Up + Right = Not fucking cool, dude. Can’t see what’s going on? Tell my thumbs.


Not cool.

But serially, let’s dissect the game a little, and see if we can’t get to the bottom of this little conundrum. There’s this cool little shiny beetle dude, and for some reason it’s on an endless winding path, responding to an array of obstacles thrown in its way by a series of somewhat spherical bosses and a seriously engraged demon. I’ma call him Sed. In order to not get destroyed, the beetle has to respond in a specific way to each obstacle. In order to defeat the bosses, the beetle has to grab a hold of a certain type of obstacle, and use it to send a pulse back up the path and into the beasts’ gaping maws. The beetle and bosses exist both in a single closed one dimensional system, yet they are not symbiotic. It’s eat or be eaten, but everything the beetle needs to succeed is right in front of it.
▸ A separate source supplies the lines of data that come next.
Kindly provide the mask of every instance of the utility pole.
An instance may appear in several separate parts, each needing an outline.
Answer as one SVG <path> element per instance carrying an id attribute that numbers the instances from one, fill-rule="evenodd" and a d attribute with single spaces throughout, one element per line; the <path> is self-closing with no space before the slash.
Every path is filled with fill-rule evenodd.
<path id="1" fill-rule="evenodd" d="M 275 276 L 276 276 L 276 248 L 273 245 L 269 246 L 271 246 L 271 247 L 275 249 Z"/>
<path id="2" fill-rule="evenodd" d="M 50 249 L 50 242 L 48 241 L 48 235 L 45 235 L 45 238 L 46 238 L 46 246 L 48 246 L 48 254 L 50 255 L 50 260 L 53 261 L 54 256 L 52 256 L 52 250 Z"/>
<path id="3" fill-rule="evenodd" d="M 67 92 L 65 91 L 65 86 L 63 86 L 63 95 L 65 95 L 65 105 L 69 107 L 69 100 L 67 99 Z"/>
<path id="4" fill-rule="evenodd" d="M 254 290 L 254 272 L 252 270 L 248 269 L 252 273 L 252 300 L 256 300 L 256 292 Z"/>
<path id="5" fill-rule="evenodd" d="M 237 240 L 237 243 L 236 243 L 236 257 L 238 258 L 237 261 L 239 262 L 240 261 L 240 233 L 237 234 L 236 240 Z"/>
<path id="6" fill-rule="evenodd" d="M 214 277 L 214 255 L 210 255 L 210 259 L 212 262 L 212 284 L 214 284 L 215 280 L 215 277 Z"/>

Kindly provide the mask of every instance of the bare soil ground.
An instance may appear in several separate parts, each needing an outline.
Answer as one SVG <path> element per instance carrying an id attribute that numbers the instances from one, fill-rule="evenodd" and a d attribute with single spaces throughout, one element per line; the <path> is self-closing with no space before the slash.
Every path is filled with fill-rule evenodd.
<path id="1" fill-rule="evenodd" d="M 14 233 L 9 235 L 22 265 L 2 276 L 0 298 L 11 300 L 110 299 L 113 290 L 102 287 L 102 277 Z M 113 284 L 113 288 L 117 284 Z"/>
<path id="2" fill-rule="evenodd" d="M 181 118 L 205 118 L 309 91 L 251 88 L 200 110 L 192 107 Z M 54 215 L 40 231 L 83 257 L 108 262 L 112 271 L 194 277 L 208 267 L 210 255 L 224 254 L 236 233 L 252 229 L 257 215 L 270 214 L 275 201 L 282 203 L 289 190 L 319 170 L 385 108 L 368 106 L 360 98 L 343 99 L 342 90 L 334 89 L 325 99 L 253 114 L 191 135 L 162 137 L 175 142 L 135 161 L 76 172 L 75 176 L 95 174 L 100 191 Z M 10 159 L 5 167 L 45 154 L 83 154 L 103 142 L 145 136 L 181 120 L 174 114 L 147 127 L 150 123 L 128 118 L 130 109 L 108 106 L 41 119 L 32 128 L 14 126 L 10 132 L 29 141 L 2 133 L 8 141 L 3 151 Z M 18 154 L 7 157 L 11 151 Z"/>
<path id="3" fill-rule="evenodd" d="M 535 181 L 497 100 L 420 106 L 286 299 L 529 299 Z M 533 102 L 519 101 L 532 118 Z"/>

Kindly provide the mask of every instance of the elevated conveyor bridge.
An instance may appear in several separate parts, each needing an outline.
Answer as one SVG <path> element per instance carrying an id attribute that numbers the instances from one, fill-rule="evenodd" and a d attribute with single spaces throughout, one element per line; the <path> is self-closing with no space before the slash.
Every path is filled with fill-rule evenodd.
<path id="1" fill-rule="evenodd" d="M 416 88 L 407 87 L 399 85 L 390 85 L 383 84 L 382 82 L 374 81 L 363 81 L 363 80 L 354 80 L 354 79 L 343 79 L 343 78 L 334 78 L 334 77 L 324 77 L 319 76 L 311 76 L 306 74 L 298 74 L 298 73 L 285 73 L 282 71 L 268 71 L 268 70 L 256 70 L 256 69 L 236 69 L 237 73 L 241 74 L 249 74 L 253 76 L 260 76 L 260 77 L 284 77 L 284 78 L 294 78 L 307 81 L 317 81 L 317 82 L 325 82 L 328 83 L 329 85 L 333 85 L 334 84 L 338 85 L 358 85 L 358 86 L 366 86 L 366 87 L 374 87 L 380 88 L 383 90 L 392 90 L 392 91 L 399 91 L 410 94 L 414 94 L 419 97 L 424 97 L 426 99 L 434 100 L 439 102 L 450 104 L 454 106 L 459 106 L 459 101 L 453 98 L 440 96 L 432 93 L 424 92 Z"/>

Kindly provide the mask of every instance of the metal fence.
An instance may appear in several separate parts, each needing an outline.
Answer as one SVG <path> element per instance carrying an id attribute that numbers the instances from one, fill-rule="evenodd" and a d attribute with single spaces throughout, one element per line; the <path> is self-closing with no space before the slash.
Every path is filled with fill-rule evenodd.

All it has to do is follow the rules and put the puzzle pieces together, and the path will open.

The path will provide.

Of course, if it doesn’t follow the rules…




The path will taketh away… well for like 3 seconds until it’s placed back at the last checkpoint at least.
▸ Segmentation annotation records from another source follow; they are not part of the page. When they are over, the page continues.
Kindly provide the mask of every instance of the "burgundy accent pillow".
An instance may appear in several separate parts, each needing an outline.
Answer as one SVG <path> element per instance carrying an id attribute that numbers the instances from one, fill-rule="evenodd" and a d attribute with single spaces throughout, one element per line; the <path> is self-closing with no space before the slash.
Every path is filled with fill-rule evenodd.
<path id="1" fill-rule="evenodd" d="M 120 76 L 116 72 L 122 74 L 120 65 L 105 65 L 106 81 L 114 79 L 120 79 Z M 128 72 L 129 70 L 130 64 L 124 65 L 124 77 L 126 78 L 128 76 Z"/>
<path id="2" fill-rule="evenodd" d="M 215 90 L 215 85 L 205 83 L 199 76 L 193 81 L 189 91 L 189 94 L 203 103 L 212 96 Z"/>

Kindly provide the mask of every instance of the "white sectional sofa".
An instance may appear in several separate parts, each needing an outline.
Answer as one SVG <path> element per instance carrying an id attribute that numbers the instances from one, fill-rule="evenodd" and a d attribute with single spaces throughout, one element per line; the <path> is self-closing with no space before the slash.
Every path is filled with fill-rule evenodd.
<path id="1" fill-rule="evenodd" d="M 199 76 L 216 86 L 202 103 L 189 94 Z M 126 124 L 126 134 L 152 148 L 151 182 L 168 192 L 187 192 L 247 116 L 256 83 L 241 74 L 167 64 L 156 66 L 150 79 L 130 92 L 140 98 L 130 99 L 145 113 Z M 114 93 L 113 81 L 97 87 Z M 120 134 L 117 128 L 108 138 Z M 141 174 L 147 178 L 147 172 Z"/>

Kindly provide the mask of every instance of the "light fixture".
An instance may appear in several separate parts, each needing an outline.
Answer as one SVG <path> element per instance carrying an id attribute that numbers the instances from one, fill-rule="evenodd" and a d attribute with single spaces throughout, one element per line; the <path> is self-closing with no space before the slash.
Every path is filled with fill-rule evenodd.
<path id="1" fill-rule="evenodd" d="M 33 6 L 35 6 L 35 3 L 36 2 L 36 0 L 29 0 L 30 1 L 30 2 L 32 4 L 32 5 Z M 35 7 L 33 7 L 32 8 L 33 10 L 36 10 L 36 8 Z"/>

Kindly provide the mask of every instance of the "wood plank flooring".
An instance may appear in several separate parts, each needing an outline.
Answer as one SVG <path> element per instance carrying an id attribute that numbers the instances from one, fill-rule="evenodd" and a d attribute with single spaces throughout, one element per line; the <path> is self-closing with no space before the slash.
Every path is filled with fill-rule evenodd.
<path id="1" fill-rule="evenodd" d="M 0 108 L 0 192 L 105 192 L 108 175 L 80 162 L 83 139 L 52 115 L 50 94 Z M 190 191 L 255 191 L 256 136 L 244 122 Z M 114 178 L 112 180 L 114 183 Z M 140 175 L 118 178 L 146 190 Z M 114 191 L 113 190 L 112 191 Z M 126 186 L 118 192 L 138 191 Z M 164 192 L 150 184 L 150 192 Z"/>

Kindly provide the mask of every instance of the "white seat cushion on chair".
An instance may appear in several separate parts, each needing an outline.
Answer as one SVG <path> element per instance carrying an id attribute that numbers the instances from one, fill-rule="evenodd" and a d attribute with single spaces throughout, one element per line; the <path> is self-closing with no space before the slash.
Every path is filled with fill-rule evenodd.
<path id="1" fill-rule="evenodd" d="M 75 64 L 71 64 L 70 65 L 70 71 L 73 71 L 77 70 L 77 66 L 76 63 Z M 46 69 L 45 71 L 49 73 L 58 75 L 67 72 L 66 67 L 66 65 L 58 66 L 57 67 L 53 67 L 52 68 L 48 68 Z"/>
This interaction, which is indeed the very core of Thumper, is what confounds me. Let’s put ourselves into the role of the shiny ashtray or our buddy Seddy. You got this beetle dogging you, getting your minions all riled up with the thought of potential destruction and shizz, and at the end of the day, all you’re trying to do is put three squares and a few lines on the table for Mrs. Sed and the Sedlings. If this is the case, why would you set the beetle up for a win? Why wouldn’t you just throw everything you had all the time? It doesn’t make sense. Unless of course, Sed wants to be beaten.

This is why I posit to you, dear reader, that Thumper is not a game of ‘rhythmic violence.’ Violence is just the surface representation of the root cause. Thumper is more accurately a game about ‘rhythmic insecurity’ and ‘rhythmic self-fulfilling prophecy.’

Sed’s dead inside.

I’m not victim blaming, nor am I mocking actual abusive relationships. The beetle has every right to exist, and every right to be upset with the treatment it’s receiving on the path. Rather, I’m showing that Thumper is more than violence, it’s an exploration into a darker element of the human condition. What happens to an entity when they’re day in day out stuck on the same path, the game grind. What if the path does not provide?

I mean, if it’s not about strong emotions and self-doubt, why does Sed look exactly like the flower mage from Adventure Time? That dude is always screaming about his daddy issues throughout his whole appearance on the show. And, he brings things to life only only harm him…. wait… until then end when they all become inanimate again. Hmm.


It's not just me right?
Totally the same dude. Especially in his Level 1 form.


Maybe I need to look into this more.

Oh, and here’s a stream of the first two levels where I bemoan the loss of my thumbs.


Summary: Good game, good price, even if rhythm games aren’t normally your thing. Can produce feelings of self-doubt, but since I already had that I was good.